Natasha Zinko wants to know “who’s your surgeon” at SS25
Fashion

Natasha Zinko wants to know “who’s your surgeon” at SS25

Botched plastic surgery, fleshy bruises, and migrating filler aren’t usually looks that many people strive for, but they were all over the runway at Natasha Zinko’s SS25 show at London Fashion Week. Catching up with Natasha Zinko herself after the show, she described her inspiration as being “plastic,” and how it's everywhere: inside our homes, our soil, our seas, and… our bodies.

The 47 look collection opened to pitch black with the sounds of an interview echoing through the warehouse space where the show was set. A woman’s voice described her experience with plastic surgery in almost grotesque detail, before being told “you’re messing with nature.” In response, she said: “nature messed with me.”

Behind a glass window lights came on revealing a distorted, opaque first look of the collection. As the first model walked on the other side of the glass, wearing a clinical white playsuit and knee-high surgical socks, she stopped to scrutinise her reflection in the glass, facing the audience but appearing not even to notice us there.

Each model that followed did the same, stepping out in surgical coats and patients gowns, blending the implications of both into one clinical entity. The hospital gowns usually worn for recovery from surgery were sexed up, with stiffened collars, open backs, and adjustable straps; a reminder that, even in recovery, looks are always the priority over everything else.

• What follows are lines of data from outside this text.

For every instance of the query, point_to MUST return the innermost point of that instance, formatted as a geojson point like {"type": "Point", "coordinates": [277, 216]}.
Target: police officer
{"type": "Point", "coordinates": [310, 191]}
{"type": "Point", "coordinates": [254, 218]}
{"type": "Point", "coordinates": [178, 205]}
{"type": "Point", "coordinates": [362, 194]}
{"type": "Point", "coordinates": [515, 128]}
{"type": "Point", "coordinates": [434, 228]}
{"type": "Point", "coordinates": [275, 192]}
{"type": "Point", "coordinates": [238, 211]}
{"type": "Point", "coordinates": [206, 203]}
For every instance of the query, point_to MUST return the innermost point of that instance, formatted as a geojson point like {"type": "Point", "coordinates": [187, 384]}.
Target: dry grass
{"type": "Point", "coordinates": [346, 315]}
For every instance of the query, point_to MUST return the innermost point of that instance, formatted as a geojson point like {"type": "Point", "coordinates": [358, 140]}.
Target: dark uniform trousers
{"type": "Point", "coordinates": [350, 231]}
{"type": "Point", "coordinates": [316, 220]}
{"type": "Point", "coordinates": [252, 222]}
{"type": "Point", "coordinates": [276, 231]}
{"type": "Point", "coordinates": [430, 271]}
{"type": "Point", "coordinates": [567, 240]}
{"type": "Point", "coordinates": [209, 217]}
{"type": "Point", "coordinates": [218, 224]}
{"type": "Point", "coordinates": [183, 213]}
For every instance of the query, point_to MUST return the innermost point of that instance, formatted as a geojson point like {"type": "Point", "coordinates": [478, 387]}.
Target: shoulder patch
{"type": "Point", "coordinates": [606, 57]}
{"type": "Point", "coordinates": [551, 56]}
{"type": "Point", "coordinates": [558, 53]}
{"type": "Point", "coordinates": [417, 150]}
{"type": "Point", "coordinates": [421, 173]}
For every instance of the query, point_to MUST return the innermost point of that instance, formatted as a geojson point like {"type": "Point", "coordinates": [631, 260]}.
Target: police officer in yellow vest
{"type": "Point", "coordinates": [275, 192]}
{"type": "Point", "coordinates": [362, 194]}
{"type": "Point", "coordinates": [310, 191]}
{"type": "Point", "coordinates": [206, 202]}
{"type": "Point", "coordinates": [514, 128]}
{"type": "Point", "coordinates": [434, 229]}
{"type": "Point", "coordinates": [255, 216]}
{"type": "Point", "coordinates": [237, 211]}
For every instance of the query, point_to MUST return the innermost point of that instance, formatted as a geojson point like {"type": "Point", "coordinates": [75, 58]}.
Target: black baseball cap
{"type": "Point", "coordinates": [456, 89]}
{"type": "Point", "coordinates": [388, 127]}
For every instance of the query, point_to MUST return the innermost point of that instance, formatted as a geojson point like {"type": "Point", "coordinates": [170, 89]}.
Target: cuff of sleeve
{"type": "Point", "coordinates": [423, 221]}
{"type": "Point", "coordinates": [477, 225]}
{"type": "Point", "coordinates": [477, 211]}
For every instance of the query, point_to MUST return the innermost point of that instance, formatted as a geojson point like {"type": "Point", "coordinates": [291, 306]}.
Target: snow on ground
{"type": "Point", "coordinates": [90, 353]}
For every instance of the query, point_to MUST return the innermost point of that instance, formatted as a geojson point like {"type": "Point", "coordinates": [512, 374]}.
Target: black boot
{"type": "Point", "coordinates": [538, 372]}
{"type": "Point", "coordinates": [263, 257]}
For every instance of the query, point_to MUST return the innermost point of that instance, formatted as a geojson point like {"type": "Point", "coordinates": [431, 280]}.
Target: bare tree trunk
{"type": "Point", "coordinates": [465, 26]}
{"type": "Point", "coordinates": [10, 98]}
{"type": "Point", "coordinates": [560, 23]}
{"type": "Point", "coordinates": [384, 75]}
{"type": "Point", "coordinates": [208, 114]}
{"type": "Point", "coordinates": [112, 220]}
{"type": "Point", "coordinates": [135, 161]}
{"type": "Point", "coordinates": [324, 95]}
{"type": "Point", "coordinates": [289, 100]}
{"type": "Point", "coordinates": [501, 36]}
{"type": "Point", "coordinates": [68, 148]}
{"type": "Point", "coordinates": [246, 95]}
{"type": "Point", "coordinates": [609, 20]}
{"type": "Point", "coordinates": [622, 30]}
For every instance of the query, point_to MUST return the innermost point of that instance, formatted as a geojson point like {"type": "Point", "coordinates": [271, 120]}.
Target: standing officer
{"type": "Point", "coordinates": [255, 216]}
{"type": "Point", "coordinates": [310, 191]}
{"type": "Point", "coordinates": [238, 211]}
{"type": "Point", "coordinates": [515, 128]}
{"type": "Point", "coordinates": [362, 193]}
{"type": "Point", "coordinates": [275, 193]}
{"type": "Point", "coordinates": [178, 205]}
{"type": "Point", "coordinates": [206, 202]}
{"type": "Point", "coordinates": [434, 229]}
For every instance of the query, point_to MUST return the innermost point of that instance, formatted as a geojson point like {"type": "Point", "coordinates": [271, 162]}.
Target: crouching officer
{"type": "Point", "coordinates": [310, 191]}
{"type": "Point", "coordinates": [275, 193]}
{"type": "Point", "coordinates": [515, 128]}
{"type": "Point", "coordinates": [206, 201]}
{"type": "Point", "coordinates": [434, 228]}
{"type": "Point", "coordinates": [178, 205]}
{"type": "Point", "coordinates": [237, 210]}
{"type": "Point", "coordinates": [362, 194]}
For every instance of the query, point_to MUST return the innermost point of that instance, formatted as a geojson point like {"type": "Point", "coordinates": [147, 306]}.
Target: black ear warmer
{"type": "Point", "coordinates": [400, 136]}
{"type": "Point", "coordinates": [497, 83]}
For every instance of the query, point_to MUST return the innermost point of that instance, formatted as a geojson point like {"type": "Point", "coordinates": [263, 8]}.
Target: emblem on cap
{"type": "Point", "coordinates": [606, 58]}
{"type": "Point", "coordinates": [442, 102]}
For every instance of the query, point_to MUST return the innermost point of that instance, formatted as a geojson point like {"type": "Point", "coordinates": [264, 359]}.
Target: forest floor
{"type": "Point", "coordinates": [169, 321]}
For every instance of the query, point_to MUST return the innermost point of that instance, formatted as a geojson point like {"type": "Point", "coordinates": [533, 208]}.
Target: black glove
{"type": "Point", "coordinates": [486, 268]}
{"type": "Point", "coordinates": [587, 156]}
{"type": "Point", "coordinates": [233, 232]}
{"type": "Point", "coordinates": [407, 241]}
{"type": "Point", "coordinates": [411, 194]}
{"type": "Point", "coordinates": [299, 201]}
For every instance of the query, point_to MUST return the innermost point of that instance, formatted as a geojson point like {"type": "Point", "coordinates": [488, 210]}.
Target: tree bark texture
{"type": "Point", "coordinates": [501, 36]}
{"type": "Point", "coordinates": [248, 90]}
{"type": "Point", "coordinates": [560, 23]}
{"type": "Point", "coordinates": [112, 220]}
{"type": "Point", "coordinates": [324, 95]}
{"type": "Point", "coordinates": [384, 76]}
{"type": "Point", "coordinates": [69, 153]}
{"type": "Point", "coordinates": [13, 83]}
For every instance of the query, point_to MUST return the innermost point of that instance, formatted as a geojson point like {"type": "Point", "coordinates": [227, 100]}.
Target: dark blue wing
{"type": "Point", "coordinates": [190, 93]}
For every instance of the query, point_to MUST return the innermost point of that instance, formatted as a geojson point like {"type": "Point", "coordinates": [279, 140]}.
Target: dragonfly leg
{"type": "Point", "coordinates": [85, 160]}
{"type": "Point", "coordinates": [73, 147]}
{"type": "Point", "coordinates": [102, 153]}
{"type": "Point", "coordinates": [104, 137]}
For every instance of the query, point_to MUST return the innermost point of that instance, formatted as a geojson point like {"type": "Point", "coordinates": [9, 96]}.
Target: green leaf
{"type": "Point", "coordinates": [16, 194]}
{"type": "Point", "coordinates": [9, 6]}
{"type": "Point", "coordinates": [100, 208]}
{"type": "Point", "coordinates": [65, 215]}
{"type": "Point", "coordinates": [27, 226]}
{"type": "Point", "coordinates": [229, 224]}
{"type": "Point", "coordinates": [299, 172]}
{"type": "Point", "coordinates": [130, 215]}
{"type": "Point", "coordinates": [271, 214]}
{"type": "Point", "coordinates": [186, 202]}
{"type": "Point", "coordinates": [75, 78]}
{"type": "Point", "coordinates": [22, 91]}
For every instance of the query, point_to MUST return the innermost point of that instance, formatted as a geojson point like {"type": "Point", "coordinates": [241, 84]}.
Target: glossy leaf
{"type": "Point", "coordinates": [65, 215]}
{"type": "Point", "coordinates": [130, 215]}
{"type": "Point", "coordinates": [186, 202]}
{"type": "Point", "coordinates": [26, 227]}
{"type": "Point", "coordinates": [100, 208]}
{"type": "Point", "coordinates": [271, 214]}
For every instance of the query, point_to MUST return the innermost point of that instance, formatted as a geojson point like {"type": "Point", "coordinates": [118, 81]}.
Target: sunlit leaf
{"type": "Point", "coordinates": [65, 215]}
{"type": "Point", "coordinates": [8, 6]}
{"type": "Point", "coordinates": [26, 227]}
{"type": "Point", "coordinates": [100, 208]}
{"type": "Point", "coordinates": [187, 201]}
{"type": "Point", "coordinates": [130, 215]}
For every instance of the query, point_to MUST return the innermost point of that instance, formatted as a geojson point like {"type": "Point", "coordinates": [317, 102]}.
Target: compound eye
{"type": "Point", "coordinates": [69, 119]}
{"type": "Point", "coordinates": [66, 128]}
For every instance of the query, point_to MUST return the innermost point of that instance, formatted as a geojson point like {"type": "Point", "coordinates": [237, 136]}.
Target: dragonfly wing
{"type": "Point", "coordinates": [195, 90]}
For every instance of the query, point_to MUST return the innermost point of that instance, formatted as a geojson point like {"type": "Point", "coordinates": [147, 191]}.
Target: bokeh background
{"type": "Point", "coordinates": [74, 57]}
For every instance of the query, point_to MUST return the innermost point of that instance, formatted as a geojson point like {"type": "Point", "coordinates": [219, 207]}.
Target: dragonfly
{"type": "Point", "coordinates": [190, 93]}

Jeans adorned with external bum-lifts were accompanied by t-shirts with drawn-on surgical line boobs and the iconic phrase “Who’s your surgeon?” Tracksuits and denim jackets were distorted in unusual silhouettes, with extra trouser legs and hoods attached in the wrong places as a reference to the horrors of botched surgeries-gone-wrong.

But don’t get it twisted: Natasha Zinko’s SS25 collection wasn’t a cautionary tale on plastic surgery. In fact, speaking with her after the show, she explained how she sees it as “people investing [in themselves,] and not hiding” because of their insecurities. Instead of frowning on cosmetic surgery, Zinko said she was simply inspired by it, putting old-fashion implants and body-modifications on the outside of clothes instead of hiding them inside the body. 

In an age of secrecy, where revealing the cosmetic surgeries you've had done is seen as a slip up, Natasha Zinko wants us to stop hiding and instead wear it as confidently as our clothes. As she put it, the whole collection pretty much asked: “why should we hide?”